Holmgren Jan, Adamsson Jenni, Anjuère Fabienne, Clemens John, Czerkinsky Cecil, Eriksson Kristina, Flach Carl-Fredrik, George-Chandy Annie, Harandi Ali M, Lebens Michael, Lehner Thomas, Lindblad Marianne, Nygren Erik, Raghavan Sukanya, Sanchez Joaquin, Stanford Michael, Sun Jia-Bin, Svennerholm Ann-Mari, Tengvall Sara
Department of Medical Microbiology & Immunology and Göteborg University Vaccine Research Institute (GUVAX), Göteborg University, P.O. Box 435, SE-40530 Göteborg, Sweden.
Immunol Lett. 2005 Mar 15;97(2):181-8. doi: 10.1016/j.imlet.2004.11.009. Epub 2004 Dec 7.
Mucosal immunisation may be used both to protect the mucosal surfaces against infections and as a means for immunological treatment of peripheral immunopathological disorders through the induction of systemic antigen-specific tolerance ('oral tolerance').
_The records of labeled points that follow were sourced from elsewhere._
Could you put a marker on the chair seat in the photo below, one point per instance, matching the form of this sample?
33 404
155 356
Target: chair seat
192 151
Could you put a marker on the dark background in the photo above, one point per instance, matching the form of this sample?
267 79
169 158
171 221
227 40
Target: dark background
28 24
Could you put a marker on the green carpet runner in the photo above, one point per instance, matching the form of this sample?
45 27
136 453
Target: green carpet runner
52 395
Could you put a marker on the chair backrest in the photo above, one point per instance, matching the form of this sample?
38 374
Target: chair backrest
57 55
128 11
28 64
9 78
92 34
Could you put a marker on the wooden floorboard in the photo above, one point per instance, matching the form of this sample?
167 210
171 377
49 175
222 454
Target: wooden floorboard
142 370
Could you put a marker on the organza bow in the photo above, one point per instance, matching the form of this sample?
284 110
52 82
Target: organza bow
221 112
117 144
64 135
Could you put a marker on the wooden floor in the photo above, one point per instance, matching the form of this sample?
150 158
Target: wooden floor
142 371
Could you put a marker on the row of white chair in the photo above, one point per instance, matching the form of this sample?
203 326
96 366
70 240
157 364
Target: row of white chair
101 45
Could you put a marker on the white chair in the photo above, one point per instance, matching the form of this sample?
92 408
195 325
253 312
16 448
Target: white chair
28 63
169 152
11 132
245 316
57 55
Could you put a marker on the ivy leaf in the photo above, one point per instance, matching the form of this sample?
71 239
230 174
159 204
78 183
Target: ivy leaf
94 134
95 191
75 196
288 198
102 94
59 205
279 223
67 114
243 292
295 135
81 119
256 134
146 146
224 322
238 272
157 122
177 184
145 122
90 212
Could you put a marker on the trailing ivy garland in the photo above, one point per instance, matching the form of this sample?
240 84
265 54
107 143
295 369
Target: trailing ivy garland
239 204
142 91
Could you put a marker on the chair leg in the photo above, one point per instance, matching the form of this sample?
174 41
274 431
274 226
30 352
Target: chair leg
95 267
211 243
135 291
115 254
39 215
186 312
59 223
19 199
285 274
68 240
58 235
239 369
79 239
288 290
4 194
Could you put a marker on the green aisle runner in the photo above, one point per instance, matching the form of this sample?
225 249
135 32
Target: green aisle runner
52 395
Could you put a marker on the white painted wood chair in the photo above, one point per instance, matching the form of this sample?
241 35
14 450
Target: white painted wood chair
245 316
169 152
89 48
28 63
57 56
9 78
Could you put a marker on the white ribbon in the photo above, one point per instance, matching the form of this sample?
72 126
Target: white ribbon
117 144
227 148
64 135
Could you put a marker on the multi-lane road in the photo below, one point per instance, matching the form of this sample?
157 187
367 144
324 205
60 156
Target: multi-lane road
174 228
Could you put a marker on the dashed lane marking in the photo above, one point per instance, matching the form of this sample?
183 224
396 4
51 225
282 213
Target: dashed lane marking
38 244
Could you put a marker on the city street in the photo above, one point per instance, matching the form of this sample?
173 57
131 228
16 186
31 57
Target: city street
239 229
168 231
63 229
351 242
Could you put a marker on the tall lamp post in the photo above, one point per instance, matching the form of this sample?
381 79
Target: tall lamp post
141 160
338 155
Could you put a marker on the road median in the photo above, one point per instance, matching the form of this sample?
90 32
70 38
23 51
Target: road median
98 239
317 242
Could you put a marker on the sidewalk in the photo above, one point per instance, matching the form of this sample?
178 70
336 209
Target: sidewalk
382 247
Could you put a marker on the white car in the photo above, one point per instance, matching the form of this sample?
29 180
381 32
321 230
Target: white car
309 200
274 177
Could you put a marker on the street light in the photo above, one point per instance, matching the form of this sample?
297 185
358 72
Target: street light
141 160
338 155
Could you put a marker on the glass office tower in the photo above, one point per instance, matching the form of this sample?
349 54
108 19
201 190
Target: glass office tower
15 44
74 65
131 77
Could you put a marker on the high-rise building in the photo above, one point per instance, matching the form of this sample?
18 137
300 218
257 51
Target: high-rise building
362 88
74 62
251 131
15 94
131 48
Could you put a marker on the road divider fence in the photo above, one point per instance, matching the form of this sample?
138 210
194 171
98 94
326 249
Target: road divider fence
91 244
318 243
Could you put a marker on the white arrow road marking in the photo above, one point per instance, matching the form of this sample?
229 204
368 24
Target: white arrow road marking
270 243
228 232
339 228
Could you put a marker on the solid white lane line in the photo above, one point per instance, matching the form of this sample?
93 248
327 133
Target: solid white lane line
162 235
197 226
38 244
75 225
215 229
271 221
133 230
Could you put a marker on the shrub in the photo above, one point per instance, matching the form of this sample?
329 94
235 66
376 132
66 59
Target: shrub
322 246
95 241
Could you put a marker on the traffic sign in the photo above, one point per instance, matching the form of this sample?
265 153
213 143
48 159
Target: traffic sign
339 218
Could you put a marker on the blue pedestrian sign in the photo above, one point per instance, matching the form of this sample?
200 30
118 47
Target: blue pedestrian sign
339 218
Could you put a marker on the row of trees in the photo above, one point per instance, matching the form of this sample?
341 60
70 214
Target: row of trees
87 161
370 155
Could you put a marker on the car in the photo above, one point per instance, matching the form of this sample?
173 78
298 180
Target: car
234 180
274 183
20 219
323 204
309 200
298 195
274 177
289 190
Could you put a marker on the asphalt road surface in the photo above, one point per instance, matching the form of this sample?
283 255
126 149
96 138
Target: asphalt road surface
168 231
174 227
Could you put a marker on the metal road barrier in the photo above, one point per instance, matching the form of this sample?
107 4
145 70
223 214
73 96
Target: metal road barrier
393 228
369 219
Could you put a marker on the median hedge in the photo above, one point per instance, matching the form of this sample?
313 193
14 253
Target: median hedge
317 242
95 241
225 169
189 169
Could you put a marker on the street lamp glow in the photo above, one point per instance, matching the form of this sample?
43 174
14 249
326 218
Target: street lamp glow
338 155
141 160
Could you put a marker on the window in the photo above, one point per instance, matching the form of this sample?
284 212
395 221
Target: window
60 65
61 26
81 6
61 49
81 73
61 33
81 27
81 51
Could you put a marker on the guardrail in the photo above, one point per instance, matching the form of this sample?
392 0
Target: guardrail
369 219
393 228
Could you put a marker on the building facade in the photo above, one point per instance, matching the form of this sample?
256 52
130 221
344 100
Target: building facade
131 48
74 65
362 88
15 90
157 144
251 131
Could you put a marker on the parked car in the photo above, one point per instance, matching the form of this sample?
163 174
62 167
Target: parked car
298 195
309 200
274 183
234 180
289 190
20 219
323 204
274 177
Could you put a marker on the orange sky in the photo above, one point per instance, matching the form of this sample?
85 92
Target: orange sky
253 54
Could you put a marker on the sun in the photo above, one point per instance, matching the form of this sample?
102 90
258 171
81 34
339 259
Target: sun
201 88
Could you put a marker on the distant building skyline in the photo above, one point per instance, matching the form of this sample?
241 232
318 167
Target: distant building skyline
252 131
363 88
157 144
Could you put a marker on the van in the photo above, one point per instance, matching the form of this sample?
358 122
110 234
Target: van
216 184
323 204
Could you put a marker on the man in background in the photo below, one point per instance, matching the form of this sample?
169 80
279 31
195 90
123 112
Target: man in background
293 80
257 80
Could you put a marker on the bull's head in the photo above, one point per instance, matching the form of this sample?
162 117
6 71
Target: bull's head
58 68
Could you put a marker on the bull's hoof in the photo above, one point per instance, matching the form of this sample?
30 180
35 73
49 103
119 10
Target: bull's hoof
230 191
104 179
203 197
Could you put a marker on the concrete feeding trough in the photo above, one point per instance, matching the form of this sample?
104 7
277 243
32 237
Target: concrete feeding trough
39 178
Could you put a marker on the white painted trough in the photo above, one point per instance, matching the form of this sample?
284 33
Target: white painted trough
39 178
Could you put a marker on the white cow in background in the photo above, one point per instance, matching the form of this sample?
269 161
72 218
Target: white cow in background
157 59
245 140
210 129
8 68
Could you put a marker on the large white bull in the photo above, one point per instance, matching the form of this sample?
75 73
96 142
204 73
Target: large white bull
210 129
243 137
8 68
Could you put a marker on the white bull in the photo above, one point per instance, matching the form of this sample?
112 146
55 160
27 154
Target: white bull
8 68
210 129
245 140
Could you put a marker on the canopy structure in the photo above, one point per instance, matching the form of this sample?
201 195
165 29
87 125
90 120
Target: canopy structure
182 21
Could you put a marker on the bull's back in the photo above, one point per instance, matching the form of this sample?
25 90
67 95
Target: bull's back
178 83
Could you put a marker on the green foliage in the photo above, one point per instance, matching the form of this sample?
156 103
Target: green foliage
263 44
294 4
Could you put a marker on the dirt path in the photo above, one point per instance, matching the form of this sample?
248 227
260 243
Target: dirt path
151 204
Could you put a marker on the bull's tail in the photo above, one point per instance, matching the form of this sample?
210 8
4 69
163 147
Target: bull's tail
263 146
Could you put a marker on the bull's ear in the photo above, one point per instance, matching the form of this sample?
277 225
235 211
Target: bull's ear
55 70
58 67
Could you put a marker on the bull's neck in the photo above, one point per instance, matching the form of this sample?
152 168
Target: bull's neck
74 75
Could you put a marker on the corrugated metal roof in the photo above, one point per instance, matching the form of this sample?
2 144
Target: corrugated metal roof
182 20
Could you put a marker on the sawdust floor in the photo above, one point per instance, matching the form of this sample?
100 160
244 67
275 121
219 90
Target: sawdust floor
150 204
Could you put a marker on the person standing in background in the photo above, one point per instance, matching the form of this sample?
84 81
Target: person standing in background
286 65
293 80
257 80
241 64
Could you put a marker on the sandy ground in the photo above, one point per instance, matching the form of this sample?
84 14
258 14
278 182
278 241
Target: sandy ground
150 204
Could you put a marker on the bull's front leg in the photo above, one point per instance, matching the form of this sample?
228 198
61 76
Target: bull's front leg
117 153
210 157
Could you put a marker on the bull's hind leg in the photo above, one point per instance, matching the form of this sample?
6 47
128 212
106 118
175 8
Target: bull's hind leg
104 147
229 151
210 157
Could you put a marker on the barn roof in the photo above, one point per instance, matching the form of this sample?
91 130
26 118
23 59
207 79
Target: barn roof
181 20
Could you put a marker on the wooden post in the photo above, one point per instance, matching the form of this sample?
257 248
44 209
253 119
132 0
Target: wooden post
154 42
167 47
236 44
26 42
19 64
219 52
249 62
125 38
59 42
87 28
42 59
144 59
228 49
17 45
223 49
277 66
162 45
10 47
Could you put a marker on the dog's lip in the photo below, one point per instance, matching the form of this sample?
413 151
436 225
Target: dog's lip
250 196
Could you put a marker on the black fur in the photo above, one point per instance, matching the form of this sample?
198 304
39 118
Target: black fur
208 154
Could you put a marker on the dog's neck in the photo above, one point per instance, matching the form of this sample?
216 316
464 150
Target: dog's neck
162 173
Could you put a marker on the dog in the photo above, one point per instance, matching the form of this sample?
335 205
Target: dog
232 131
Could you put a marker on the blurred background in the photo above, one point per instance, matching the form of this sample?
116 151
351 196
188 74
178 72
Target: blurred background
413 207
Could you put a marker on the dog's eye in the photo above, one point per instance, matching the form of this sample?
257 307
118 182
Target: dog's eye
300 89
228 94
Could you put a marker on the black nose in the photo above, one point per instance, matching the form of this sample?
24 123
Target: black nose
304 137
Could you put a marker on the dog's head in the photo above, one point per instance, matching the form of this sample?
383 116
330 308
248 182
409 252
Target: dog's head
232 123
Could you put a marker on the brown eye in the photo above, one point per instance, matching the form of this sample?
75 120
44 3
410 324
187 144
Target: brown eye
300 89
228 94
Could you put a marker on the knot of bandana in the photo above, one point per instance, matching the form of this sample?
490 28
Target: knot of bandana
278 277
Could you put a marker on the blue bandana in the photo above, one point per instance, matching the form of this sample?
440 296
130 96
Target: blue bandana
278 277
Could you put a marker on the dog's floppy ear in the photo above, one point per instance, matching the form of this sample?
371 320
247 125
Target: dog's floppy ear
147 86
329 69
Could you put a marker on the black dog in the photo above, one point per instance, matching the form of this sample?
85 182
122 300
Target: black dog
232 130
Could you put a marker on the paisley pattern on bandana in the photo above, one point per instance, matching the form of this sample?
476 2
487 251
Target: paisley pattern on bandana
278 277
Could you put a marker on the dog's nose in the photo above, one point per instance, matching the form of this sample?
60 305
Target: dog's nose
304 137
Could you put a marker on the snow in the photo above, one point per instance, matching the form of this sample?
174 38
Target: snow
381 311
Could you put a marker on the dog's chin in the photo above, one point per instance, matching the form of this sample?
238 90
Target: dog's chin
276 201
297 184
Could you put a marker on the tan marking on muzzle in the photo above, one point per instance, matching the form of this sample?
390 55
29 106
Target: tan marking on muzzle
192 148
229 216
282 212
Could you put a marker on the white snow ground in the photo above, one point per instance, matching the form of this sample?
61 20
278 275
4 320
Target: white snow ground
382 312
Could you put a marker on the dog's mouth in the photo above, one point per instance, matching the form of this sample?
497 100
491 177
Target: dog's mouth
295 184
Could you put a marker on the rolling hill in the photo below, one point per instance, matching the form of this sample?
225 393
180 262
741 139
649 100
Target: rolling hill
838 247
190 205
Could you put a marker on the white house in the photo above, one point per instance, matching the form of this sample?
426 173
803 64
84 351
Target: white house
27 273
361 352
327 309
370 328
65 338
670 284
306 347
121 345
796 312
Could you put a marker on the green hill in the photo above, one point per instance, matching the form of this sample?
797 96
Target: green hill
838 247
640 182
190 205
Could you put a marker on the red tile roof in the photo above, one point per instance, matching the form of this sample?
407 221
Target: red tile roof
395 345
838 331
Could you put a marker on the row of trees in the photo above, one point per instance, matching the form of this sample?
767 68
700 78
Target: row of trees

The development of mucosal vaccines, whether for prevention of infectious diseases or for oral tolerance immunotherapy, requires efficient antigen delivery and adjuvant systems that can help to present the appropriate vaccine or immunotherapy antigens to the mucosal immune system. The most potent (but also toxic) mucosal adjuvants are cholera toxin (CT) and the closely related Escherichia coli heat-labile enterotoxin (LT), and much effort and significant progress have been made recently to generate toxicologically acceptable derivatives of these toxins with retained adjuvant activity. Among these are the non-toxic, recombinantly produced cholera toxin B-subunit (CTB). CTB is a specific protective antigen component of a widely registered oral cholera vaccine as well as a promising vector for either giving rise to mucosal anti-infective immunity or for inducing peripheral anti-inflammatory tolerance to chemically or genetically linked foreign antigens administered mucosally. CT and CTB have also recently been used as combined vectors and adjuvants for markedly promoting ex vivo dendritic cell (DC) vaccination with different antigens and also steering the immune response to the in vivo-reinfused DCs towards either broad Th1 + Th2 + CTL immunity (CT) or Th2 or tolerance (CTB). Another type of mucosal adjuvants is represented by bacterial DNA or synthetic oligodeoxynucleotides containing CpG-motifs, which especially when linked to CTB have been found to effectively stimulate both innate and adaptive mucosal immune responses. The properties and clinical potential of these different classes of adjuvants are being discussed.
黏膜免疫既可以用于保护黏膜表面免受感染,也可以作为一种通过诱导全身抗原特异性耐受(“口服耐受”)来免疫治疗外周免疫病理紊乱的手段。黏膜疫苗的研发,无论是用于预防传染病还是口服耐受免疫疗法,都需要高效的抗原递送和佐剂系统,以帮助将合适的疫苗或免疫疗法抗原呈递给黏膜免疫系统。最有效的(但也有毒性的)黏膜佐剂是霍乱毒素(CT)和密切相关的大肠杆菌不耐热肠毒素(LT),最近人们付出了很多努力并取得了重大进展,以产生具有保留佐剂活性的这些毒素的毒理学可接受衍生物。其中包括无毒的、重组生产的霍乱毒素B亚基(CTB)。CTB是一种广泛注册的口服霍乱疫苗的特异性保护性抗原成分,也是一种有前景的载体,可用于引发黏膜抗感染免疫或诱导对黏膜给药的化学或基因连接的外来抗原的外周抗炎耐受。CT和CTB最近还被用作联合载体和佐剂,以显著促进用不同抗原进行的离体树突状细胞(DC)疫苗接种,并使对体内重新注入的DC的免疫反应朝着广泛的Th1 + Th2 + CTL免疫(CT)或Th2或耐受(CTB)方向发展。另一类黏膜佐剂以含有CpG基序的细菌DNA或合成寡脱氧核苷酸为代表,特别是当与CTB连接时,已发现它们能有效刺激先天性和适应性黏膜免疫反应。正在讨论这些不同类别的佐剂的特性和临床潜力。